The innovateur was compelled to visit first the City of Clowns.  The clowns took the innovation from the innovateur. The clowns were not funny, and they were not helpful, and they were not innovative.  The innovateur watched smoke rise from a chimney.

Commentary

The visit may build character in the innovateur.  It may test the strength of the invention (if it can survive alone in the City of Clowns, it must be potent stuff!)

It is hard to say, however, that as a matter of national innovation policy it is a good thing to send all innovation first to the City of Clowns.   But in the bozonet, this makes perfect sense.   It is called a university IP Policy, and its purpose is to mandate administrative control over any innovation that looks like it might be money-making.   The innovateur has brought a gift.  It is nothing new to the clowns, though it may be prized by the innovateur.
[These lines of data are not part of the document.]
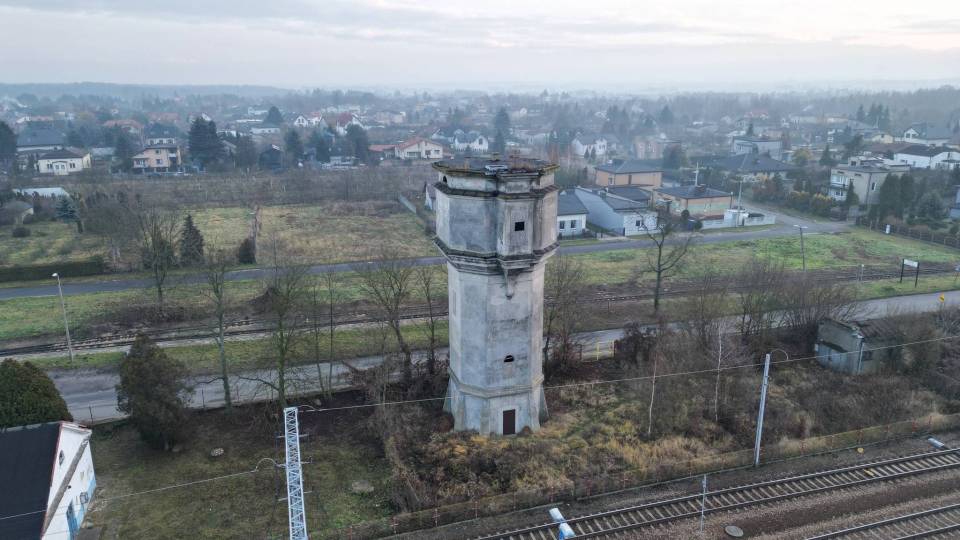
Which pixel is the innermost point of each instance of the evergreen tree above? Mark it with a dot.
(293, 145)
(666, 116)
(205, 145)
(501, 122)
(191, 243)
(826, 158)
(359, 144)
(28, 396)
(246, 155)
(8, 142)
(319, 143)
(153, 392)
(273, 116)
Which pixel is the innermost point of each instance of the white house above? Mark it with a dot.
(571, 214)
(474, 141)
(920, 156)
(301, 121)
(623, 214)
(418, 148)
(926, 134)
(63, 162)
(582, 144)
(48, 480)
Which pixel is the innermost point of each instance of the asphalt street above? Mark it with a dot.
(91, 395)
(784, 227)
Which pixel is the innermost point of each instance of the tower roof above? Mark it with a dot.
(494, 166)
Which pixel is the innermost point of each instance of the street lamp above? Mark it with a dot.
(66, 323)
(763, 404)
(803, 253)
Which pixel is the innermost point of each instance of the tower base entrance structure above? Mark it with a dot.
(496, 225)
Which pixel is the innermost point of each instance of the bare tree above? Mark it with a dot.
(215, 271)
(388, 283)
(158, 229)
(564, 284)
(427, 284)
(666, 256)
(283, 296)
(759, 295)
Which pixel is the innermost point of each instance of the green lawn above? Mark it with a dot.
(245, 506)
(330, 232)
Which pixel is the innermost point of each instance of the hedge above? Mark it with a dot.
(90, 267)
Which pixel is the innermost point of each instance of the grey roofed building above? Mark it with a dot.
(33, 138)
(693, 192)
(568, 204)
(61, 153)
(627, 166)
(751, 164)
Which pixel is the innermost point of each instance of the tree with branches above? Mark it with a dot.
(670, 247)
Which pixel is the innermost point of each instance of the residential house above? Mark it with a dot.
(127, 125)
(472, 141)
(699, 201)
(345, 120)
(158, 158)
(418, 148)
(751, 167)
(157, 134)
(927, 134)
(621, 214)
(571, 214)
(48, 480)
(628, 172)
(857, 347)
(265, 129)
(301, 122)
(864, 176)
(271, 158)
(584, 145)
(63, 162)
(743, 144)
(921, 156)
(652, 147)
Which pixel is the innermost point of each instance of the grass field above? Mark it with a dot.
(245, 506)
(332, 232)
(34, 317)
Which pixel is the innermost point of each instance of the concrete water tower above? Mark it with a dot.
(496, 225)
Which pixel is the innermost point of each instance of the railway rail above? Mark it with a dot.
(253, 326)
(613, 523)
(942, 522)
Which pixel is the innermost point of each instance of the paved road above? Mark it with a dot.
(91, 395)
(784, 228)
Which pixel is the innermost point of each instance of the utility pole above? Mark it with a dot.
(763, 405)
(295, 511)
(803, 252)
(66, 322)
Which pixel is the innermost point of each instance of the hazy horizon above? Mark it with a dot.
(604, 46)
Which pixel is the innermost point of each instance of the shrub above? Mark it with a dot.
(247, 253)
(28, 396)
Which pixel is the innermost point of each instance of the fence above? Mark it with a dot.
(621, 480)
(922, 234)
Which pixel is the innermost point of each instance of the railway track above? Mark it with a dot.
(616, 523)
(253, 326)
(942, 522)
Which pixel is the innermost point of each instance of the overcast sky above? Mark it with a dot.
(598, 44)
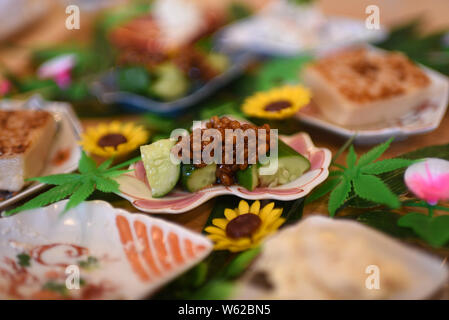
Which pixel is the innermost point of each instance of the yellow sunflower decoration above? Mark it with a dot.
(277, 103)
(245, 226)
(113, 139)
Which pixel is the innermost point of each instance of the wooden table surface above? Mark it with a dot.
(50, 30)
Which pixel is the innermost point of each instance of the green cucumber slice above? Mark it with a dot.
(162, 173)
(194, 179)
(291, 165)
(249, 178)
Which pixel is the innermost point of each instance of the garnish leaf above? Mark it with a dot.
(386, 166)
(57, 179)
(372, 188)
(86, 164)
(106, 185)
(81, 194)
(374, 153)
(359, 181)
(339, 195)
(351, 158)
(78, 186)
(46, 198)
(322, 190)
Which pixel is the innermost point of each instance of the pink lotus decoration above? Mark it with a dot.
(5, 87)
(429, 180)
(58, 69)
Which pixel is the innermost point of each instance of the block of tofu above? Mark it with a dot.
(25, 140)
(360, 86)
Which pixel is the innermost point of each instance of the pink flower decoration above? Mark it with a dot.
(429, 180)
(58, 69)
(5, 87)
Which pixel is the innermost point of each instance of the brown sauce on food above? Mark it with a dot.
(226, 172)
(112, 140)
(243, 226)
(60, 157)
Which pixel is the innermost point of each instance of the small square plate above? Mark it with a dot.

We might note that there is a fine line between receiving something as a gift and taking something and calling it a gift.  Avarice remains avarice, even if it is “not about the money” and even if it is embedded in “institutional policy” and even if “geez, everybody does it”.

The smoke from the chimney does not represent anything.  It is smoke.  Watching it, in one’s mind’s eye, in the place of the innovateur, one thinks of all the things that must go on as usual, that nothing is particularly perturbed in the City of Clowns, and there must be some sense of irony or loss that the innovateur must work against to come to a realization.